For weeks, House Speaker Richard Corcoran, R-Land O'Lakes, planned to shake things up at Florida's state-run property insurer, Citizens Property Insurance Corp. Then Citizens got wind of Corcoran's plan and it all fell apart.
As speaker, Corcoran gets two plum appointments to Citizens' nine-member board that decides insurance rates for homeowners in much of Florida. His choice for one of them was his friend Mike Fasano (pictured), the Pasco tax collector, who as a Republican lawmaker was a persistent thorn in the insurance industry's well-heeled side.
Corcoran wanted Fasano to take the place of Chris Gardner, an Orlando insurance executive and ally of Citizens chief executive Barry Gilway, whose term expired Monday. Fasano was sure to make life miserable for Gilway.
But before Corcoran could appoint Fasano, two Gilway advisers raised a red flag, that because Fasano is an elected constitutional officer, his membership on Citizens' board might violate Florida's ban on dual officeholding by public officials, who can't simultaneously hold two positions with sovereign political power.
"They raised a question of whether that would be an issue," Citizens spokesman Michael Peltier said of Citizens' top lawyer and legislative affairs director. "They said, 'There may be issues here that you may want to take a look at.'"
Peltier said Citizens board members have power to approve assessments -- in effect, taxes -- on most lines of insurance if Citizens' cash surplus is drained after a major storm. But the question is whether a Citizens board membership constitutes an "office," with sovereign power, under the state Constitution.

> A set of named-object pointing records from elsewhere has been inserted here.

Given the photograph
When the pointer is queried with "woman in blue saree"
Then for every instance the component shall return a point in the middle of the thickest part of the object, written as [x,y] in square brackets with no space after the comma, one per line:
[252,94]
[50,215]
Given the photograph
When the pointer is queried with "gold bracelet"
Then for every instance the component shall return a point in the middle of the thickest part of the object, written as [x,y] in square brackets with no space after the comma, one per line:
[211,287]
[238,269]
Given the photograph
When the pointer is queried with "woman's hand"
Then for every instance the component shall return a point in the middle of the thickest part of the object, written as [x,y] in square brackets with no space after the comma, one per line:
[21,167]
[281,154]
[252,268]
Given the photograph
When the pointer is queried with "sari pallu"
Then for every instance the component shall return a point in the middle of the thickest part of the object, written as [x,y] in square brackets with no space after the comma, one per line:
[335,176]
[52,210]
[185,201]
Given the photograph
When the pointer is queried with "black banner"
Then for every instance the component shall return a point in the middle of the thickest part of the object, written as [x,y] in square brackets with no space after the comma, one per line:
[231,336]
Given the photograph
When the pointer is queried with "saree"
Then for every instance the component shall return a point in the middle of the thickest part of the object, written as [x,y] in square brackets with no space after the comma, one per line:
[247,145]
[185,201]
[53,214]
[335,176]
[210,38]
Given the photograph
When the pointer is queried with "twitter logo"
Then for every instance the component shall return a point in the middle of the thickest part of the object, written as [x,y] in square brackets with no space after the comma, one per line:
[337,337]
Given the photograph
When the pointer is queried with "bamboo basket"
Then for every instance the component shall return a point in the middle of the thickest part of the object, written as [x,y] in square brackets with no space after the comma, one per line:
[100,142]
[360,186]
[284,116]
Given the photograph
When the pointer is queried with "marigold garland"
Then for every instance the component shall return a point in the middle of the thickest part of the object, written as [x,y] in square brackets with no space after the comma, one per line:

This issue should have been checked out long ago, but apparently wasn't. A Times/Herald request for a legal opinion turned up nothing Monday. But if Corcoran insisted on appointing Fasano and a court later found that it violated the dual officeholding ban, Fasano could lose his $144,000-a-year tax collector's job. That's too big a risk, but Fasano also doesn't want Citizens blocking him by raising speculative questions.
The obvious solution: ask Attorney General Pam Bondi for an advisory legal opinion. In 2013, Bondi ruled that an elected Aventura city official could also serve on the special district board that runs Tri-Rail, the commuter train in South Florida. Florida's dual officeholding prohibition is nebulous and subject to interpretation and officials often are guided by the Supreme Court's rulings on it.
Corcoran could not be reached Monday. The speaker's office declined to comment. Fasano called the episode "absurd" and said: "Nobody in Tallahassee is challenging Citizens. Nothing has changed. The special interests are still in charge."